La formation de jugement n’a toutefois pas suivi les conclusions de son Rapporteur Public et a estimé que la requête était irrecevable en raison de l’inoccupation des locaux qui, au jour de l’affichage du de la demande de permis en mairie, n’était pas de nature à affecter directement les conditions d'occupation, d'utilisation ou de jouissance du bien du requérant :

 

« 6. En l’espèce, il ressort des pièces du dossier, et notamment des courriers de la Direction générale des finances publiques, que si M. G. est propriétaire d’immeubles situés aux 67 et 87 avenue du Maréchal de Lattre de Tassigny en face du parc Jean Hugo qui le sépare des arènes de Lunel distantes de 200 m, les locaux commerciaux lui appartenant sont inoccupés depuis au moins 2013, l’un d’entre eux ayant d’ailleurs fait l’objet d’un arrêté́ de fermeture le 22 mai 1997, alors que les logements sont inhabités depuis au moins 2003 et manifestement à l’état d’abandon. Dans ces conditions, l’autorisation attaquée n’est pas de nature, à la date d'affichage en mairie de la demande de la commune de Lunel et à laquelle doit s’apprécier l’intérêt pour agir de l’intéressé́ en l’absence de circonstances particulières, à affecter directement les conditions d'occupation, d'utilisation ou de jouissance du bien que M. G. détient.

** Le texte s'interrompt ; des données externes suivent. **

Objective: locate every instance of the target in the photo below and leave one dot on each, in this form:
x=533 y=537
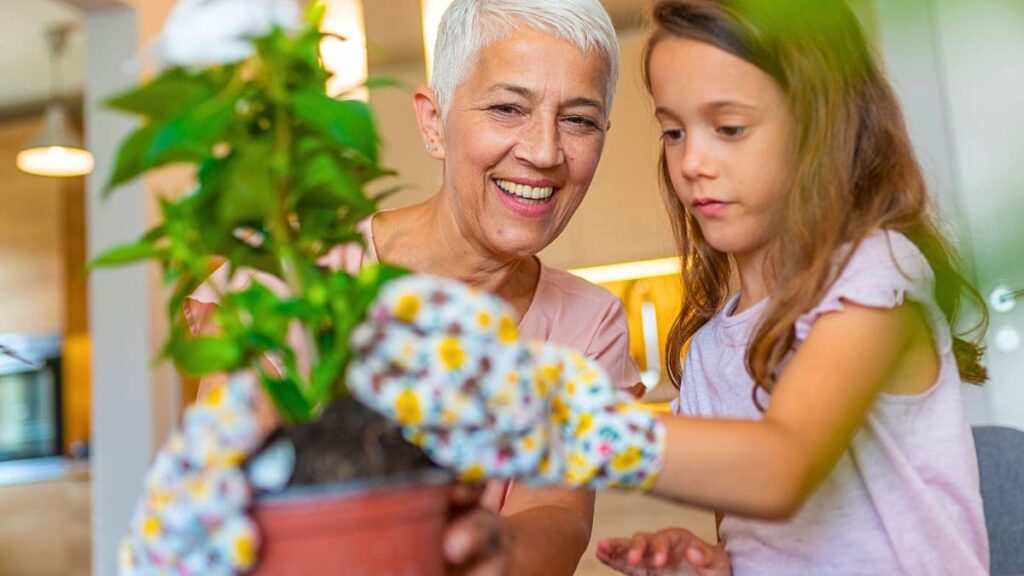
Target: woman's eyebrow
x=531 y=94
x=515 y=89
x=586 y=103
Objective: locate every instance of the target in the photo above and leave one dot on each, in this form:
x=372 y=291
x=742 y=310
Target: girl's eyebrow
x=711 y=107
x=719 y=105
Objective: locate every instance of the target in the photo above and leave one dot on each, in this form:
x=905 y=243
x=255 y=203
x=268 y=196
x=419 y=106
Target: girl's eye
x=732 y=131
x=673 y=136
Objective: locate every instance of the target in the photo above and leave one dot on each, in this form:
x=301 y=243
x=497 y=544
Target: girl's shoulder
x=885 y=253
x=882 y=271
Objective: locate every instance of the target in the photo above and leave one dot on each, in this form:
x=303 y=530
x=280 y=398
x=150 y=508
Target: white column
x=131 y=408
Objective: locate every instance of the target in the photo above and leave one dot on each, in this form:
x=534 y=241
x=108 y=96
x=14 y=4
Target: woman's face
x=522 y=138
x=727 y=132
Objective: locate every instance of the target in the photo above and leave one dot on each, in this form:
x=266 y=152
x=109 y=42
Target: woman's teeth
x=525 y=192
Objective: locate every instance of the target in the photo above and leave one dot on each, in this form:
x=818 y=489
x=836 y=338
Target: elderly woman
x=516 y=114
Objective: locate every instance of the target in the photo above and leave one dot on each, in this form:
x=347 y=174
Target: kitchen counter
x=42 y=469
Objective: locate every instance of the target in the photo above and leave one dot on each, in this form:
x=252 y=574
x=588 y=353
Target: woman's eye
x=582 y=121
x=506 y=110
x=732 y=131
x=672 y=136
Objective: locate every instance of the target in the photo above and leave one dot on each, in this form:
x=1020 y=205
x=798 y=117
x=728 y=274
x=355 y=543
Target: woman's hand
x=474 y=544
x=673 y=551
x=446 y=363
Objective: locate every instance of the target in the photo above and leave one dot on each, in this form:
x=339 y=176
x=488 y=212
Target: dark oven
x=31 y=414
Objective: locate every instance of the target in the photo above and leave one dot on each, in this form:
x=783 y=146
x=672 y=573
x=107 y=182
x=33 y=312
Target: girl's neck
x=753 y=287
x=425 y=237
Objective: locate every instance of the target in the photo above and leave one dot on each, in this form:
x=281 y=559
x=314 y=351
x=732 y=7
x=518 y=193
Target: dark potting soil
x=351 y=442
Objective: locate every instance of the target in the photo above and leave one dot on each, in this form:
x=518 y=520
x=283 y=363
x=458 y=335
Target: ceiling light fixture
x=57 y=150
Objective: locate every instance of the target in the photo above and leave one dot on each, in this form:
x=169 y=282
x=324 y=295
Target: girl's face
x=728 y=138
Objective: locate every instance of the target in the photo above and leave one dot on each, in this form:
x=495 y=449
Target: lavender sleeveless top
x=904 y=498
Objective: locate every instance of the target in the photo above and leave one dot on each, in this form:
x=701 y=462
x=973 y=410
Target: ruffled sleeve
x=885 y=271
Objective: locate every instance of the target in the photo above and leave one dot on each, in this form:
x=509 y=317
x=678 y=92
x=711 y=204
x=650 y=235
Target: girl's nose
x=541 y=145
x=695 y=162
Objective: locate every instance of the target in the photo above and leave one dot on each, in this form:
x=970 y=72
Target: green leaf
x=246 y=194
x=325 y=179
x=165 y=95
x=375 y=276
x=206 y=355
x=192 y=133
x=326 y=376
x=287 y=397
x=125 y=254
x=348 y=123
x=129 y=162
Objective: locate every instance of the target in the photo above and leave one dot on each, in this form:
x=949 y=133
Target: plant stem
x=281 y=228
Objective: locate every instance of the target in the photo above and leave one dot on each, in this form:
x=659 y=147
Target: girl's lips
x=711 y=207
x=522 y=206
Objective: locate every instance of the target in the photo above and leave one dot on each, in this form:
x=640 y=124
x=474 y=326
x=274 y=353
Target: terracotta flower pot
x=355 y=530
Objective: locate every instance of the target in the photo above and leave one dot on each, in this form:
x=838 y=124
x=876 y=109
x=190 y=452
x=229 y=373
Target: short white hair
x=468 y=26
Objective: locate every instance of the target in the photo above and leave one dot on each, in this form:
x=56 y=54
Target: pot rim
x=426 y=477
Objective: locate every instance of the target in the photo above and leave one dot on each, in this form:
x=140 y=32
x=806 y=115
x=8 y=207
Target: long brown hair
x=854 y=173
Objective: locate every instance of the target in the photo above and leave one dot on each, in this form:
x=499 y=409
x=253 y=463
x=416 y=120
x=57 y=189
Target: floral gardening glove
x=193 y=515
x=446 y=363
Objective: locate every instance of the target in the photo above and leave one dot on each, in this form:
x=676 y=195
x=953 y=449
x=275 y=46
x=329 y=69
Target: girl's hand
x=673 y=551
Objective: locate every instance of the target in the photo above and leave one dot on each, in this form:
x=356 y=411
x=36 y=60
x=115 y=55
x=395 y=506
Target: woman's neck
x=426 y=238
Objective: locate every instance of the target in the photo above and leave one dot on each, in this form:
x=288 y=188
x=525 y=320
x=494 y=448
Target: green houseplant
x=282 y=171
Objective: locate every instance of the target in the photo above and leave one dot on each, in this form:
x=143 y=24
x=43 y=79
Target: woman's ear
x=428 y=116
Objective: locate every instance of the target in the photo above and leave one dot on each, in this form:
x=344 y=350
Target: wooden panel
x=31 y=266
x=45 y=530
x=90 y=5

Par suite, ce dernier n’était pas recevable à contester le permis de construire du 18 juillet 2016. Il y a lieu, des lors, de rejeter sa demande. »

 

 

Cette solution, si ne elle constitue pas une innovation jurisprudentielle majeure, l’arrêt n’étant classé qu’en “C“ au plan de classement de la jurisprudence administrative, fait une application orthodoxe des dispositions en vigueur.

 

En effet, si par cette décision la cour subordonne la recevabilité de la requête à l’occupation effective des biens détenus par le requérant, et non à leur seule détention, c’est seulement en stricte application des dispositions de l’article L. 600-1-3 du code de l’urbanisme qui disposent que « l’intérêt pour agir contre un permis de construire, de démolir ou d'aménager s'apprécie à la date d'affichage en mairie de la demande du pétitionnaire ».

 

Or et en l’espèce, les biens détenus par le requérant étant tous inoccupés depuis de nombreuses années à la date de l’affichage de la demande de permis en mairie, cette circonstance excluait à elle seule toute possibilité de retenir une quelconque affectation dans les conditions d’occupation, d’utilisation et de jouissance de ceux-ci.